Many of the positives are obvious: they get you up in good and bad weather, they act as a social lubricant that gets strangers chatting, they improve your mood and ease loneliness, and create an integrated routine of feeding and walking. Some studies have even shown dogs to lower the blood pressure of their owners. Read more about the pros and cons of keeping a dog in retirement here.

Why the elimination of mandatory RRIF withdrawals should be an election topic

The federal government should stop dictating how seniors manage their retirement savings, writes Rob Carrick in a recent Globe article.

Mr. Carrick says mandatory minimum annual withdrawals from registered annuity funds “must go.
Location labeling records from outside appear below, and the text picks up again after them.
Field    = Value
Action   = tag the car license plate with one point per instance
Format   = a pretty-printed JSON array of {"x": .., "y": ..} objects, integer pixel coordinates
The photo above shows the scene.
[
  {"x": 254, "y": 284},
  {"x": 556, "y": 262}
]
You no longer have any contact with today’s increasing lifespan and volatility on the stock markets. “

Read more of the argument in this recent article from Globe’s personal finance columnist.

The pros and cons of investing your child or grandchildren in stocks

Recently, a reader asked Globe’s Rob Carrick if he could get his 13-year-old grandson to invest. “How can we set up an account that I would manage and that we agreed upon together?” Asked this grandfather.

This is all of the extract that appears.